Untuk penjual memiliki kewajiban membayar pajak penghasilan (PPh) dan pembeli berkewajiban membayar bea perolehan hak atas tanah dan bangunan (BPHTB).

“Mulai Presiden Jokowi mengumumkan penetapan ibu kota baru. Sampai hari ini, belum ada mengajukan surat jual beli tanah yang sampai ke camat. Jadi, saya kira harga tanah meroket dari Rp 1 miliar sampai Rp 1,5 miliar per hektare, itu hanya sebatas isu. Karena sampai saat ini, kita belum menerima laporan transaksi jual beli tanah,” kata Risman Abdul pada Balikpapan Pos.

 Risman Abdul mengungkapkan, jual beli tanah ada beberapa ketentuan yang harus diperhatikan. Yakni, status tanah dan surat-suratnya. “Penjual harus menunjukkan surat kepemilikan tanah, lokasi dan pertuntukan lahan,” ujarnya.

Para calon pembeli tanah juga harus berhati-hati. Menurut Risman Abdul, lahan yang dikuasai warga dengan status hak garap cukup banyak. Surat keterangan hak garap yang dikeluarkan lurah/kepala desa tersebut, warga yang bersangkutan hanya memiliki hak garap. Tapi, bukan hak milik. Artinya, status lahan tersebut merupakan lahan milik negara yang digarap oleh warga untuk ladang pertanian dan perkebunan.

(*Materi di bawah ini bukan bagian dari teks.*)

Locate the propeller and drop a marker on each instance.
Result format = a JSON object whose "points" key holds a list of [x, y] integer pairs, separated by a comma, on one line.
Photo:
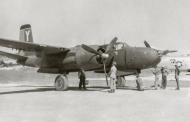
{"points": [[160, 52], [108, 54], [147, 44]]}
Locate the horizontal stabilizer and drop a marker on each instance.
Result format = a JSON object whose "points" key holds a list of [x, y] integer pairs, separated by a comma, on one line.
{"points": [[13, 56]]}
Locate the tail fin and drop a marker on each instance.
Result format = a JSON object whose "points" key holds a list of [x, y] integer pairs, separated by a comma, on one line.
{"points": [[26, 36], [26, 33]]}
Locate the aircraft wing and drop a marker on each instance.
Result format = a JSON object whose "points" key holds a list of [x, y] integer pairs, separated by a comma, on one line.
{"points": [[13, 56], [26, 46]]}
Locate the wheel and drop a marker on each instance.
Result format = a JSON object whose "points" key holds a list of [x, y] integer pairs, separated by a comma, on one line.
{"points": [[61, 83]]}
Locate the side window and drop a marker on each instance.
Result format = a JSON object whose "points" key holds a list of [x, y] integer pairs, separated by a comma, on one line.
{"points": [[118, 46]]}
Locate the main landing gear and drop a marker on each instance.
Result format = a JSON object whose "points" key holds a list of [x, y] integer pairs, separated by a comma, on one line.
{"points": [[61, 83]]}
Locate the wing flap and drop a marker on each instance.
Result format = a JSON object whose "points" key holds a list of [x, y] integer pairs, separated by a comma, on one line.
{"points": [[13, 56]]}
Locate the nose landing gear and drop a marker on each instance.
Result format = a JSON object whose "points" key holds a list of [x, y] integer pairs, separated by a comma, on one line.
{"points": [[61, 83]]}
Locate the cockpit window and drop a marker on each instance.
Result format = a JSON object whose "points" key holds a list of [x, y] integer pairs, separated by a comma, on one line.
{"points": [[119, 46]]}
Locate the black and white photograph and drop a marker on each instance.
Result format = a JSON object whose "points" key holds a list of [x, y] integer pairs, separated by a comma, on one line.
{"points": [[94, 61]]}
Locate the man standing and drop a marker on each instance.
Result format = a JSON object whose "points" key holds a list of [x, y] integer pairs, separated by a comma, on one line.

“Lahan garap di Sepaku, banyak. Itu tanah negara diberikan surat keterangan hak garap oleh lurah/kepala desa. Itu hanya status hak garap, bukan hak milik. Jadi, lahan berstatus hak garap tidak boleh dijual, karena masih status tanah negara. Jadi, kalau ada yang membeli tanah di Sepaku juga harus hati-hati. Jangan sampai lahan yang dibeli berstatus tanah negara. Bisa kehilangan uang (rugi) kalau belu tanah negara,” imbuhnya.

Pihak kecamatan juga telah mewanti-wanti lurah/kepala desa di Kecamatan Sepaku agar tidak mudah mengeluarkan surat keterangan kepemilikan tanah atau segel. Hal tersebut untuk mencegah terjadinya pencaplokan tanah negara.

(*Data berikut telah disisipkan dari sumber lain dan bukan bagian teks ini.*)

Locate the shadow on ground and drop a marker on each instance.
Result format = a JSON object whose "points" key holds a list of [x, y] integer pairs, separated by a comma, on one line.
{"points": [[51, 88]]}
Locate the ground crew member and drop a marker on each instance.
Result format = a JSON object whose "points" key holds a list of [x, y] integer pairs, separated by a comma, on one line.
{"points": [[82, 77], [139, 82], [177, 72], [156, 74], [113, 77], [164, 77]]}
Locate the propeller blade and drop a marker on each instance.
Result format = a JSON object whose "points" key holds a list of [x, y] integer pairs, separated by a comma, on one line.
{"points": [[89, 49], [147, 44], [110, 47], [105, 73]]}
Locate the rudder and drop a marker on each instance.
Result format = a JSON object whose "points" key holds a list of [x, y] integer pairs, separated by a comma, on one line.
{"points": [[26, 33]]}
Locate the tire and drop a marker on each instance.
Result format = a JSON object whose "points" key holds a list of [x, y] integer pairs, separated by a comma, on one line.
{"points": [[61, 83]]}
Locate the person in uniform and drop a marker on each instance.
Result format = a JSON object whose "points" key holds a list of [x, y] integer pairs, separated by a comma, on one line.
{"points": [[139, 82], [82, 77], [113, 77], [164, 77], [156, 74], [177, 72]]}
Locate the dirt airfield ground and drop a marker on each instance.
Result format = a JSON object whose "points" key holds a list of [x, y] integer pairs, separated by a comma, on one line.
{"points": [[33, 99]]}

“Kami sudah mengimbau lurah dan kepala desa, tidak menerbitkan surat keterangan hak tanah, terutama tanah negara. Kalau ada warga yang mengajukan penerbitan surat keterangan hak tanah, harus dilihat betul tanah itu. Apakah tanah milik individu atau masih peta tanah negara. Tanam tumbuh di dalamnya juga harus dipastikan,” tandasnya. (kad/rus)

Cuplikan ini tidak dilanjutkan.